Paul Celan, 1967 - crédits : Ullstein Bild/ AKG-images

Paul Celan, 1967

Publié à Francfort-sur-le-Main en 1963, La Rose de personne (Die Niemandsrose) est le quatrième recueil de poèmes écrits de 1959 à 1963 par Paul Celan (1920-1970). Il est dédié à la mémoire d'Ossip Mandelstam dont Celan avait traduit des poèmes en 1959. Cette dédicace n'est évidemment pas innocente de la part d'un poète aussi conscient de ce qu'implique l'acte poétique.

La quête d'une réalité

Comme Celan le dit dans l'Almanach Flinker, en 1958, « la réalité n'est pas, la réalité demande à être cherchée et conquise » et le poème ne saurait se réduire à un jeu de vocables fascinés par leur propre profération. Si parler c'est dire quelque chose sur quelque chose à quelqu'un, comme le voulait Aristote, le poème chez Celan est toujours la transmission d'une réalité à un interlocuteur qui devrait pouvoir en répondre. L'interlocuteur peut ne pas être présent, il peut être « personne » : il est là pourtant, ne serait-ce qu'en creux, comme appel à dire et à dire avec le plus de précision possible la réalité dans ce qu'elle a d'indicible, voire d'insoutenable. C'est entre ces deux contraintes : dire à quelqu'un et chercher la réalité que La Rose de personne peut être située. Le poème n'existe qu'à condition d'être entendu, reçu. Mais ce qu'il donne n'a pas de destinataire a priori apte à recevoir la réalité qui lui est destinée. Cette réalité reste toujours à quêter.

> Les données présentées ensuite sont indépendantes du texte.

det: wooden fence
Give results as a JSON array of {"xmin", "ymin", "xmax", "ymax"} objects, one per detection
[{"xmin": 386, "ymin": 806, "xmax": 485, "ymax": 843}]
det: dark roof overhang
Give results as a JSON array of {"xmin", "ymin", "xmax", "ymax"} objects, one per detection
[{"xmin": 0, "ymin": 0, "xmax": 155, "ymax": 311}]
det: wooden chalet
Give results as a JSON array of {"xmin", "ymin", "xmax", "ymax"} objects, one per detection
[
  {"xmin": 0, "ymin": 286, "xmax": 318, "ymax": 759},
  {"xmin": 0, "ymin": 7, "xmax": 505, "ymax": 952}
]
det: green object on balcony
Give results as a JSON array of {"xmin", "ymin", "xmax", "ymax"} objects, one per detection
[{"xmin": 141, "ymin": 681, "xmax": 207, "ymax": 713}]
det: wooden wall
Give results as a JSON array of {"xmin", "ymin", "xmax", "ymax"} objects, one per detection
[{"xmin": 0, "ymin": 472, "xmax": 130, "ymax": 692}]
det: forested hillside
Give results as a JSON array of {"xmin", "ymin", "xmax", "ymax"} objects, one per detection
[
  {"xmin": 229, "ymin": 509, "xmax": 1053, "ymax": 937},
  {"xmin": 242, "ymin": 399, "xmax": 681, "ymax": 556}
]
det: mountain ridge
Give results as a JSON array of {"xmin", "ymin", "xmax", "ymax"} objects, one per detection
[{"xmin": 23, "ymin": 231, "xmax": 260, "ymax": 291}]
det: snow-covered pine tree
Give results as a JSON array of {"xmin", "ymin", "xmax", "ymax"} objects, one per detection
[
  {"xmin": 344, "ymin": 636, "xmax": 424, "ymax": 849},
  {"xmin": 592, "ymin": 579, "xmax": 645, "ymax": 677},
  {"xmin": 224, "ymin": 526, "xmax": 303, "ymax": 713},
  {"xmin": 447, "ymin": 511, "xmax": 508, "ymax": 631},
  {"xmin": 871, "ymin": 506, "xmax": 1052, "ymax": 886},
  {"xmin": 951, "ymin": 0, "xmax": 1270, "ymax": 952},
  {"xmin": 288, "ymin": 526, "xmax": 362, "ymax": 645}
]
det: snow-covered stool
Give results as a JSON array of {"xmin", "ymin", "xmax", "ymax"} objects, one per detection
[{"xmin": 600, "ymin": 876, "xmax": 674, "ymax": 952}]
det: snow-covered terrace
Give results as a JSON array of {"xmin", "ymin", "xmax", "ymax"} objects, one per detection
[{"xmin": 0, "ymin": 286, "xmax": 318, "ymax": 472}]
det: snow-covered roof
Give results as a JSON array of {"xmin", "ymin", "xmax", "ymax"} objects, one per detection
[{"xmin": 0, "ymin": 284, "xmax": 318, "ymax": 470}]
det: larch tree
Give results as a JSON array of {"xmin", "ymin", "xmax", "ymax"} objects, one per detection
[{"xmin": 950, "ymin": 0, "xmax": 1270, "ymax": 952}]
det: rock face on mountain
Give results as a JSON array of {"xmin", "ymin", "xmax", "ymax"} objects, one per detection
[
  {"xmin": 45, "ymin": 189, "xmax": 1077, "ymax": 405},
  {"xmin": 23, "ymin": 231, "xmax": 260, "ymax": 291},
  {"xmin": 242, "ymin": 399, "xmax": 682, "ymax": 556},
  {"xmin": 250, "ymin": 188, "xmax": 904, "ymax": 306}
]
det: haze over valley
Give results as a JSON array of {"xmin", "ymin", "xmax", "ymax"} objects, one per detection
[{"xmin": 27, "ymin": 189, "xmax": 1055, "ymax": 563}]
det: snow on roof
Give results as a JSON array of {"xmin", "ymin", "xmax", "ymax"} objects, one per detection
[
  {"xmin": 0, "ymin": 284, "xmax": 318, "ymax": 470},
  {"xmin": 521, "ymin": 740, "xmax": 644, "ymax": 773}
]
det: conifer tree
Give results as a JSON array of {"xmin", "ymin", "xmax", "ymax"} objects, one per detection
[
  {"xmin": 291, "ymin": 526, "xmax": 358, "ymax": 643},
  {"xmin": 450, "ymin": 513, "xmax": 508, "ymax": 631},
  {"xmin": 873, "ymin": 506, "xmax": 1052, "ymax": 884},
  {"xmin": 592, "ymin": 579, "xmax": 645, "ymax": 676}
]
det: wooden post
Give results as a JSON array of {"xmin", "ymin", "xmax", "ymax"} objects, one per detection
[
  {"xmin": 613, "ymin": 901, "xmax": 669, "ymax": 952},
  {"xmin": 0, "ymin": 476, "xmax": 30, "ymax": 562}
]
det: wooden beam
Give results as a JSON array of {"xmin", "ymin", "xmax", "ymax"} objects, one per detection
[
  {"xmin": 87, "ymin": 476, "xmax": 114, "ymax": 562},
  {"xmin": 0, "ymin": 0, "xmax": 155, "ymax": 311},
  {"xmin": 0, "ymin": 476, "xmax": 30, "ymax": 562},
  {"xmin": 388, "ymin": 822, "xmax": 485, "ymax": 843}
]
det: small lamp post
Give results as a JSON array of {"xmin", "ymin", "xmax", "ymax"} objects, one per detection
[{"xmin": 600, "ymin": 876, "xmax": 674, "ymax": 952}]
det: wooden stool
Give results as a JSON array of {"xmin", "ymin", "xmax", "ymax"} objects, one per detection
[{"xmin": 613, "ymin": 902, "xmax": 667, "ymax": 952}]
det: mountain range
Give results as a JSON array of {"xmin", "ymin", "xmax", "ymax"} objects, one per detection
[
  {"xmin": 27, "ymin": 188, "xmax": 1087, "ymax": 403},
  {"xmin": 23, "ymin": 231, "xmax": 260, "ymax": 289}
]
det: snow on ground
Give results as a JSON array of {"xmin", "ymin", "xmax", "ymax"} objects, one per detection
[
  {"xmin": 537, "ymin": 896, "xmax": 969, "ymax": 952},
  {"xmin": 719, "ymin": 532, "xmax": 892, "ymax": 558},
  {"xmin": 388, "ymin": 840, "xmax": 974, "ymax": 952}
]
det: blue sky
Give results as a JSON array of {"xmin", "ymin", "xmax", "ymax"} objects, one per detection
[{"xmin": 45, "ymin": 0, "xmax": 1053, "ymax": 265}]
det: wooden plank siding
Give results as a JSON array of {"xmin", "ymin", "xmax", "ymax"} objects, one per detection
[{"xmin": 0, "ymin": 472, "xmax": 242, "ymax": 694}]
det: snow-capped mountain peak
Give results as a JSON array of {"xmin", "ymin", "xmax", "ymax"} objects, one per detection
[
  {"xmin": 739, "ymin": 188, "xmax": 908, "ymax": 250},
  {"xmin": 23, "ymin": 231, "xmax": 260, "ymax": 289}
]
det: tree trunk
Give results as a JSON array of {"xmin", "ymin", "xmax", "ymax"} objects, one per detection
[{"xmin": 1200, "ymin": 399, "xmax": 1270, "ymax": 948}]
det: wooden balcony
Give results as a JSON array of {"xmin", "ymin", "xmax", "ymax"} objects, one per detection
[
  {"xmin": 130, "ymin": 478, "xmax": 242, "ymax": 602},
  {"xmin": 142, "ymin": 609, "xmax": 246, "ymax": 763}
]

La Rose de personne est, par sa construction très soigneusement élaborée, non pas un recueil de poèmes divers mais une œuvre qui vaut pour elle-même. La rose qui donne son titre au livre est la fleur que poètes et mystiques (Rilke, Benn, Angelus Silesius, Mandelstam...) surent nommer. Mais c'est « pour » et « contre », que le poète explore l'espace dévasté où elle fleurit : « Loué sois-tu, Personne,/ Pour l'amour de toi nous voulons/ fleurir./ Contre/ toi.// Un rien/ nous étions, nous sommes, nous/ resterons, en fleur :/ la rose de rien, de/ personne » (Psaume). Ce poème central est comme un écho du premier poème du recueil dont la dernière strophe débute par ces vers : « Ô un, ô nul, ô personne, ô toi : / où ça menait, si vers nulle part ? » Si le poème est don gratuit, adressé à personne, il est destiné à qui saura accueillir en lui ce dont il s'expose à faire mémoire. Le sens n'est pas caché derrière le texte, il se tient sous les yeux du lecteur qu'il pressent et appelle, mais qui peut aussi ne pas être ou ne pas répondre. « Bouteille jetée à la mer », le message court toujours le risque de ne pas atteindre son interlocuteur, et celui de n'être pas entendu.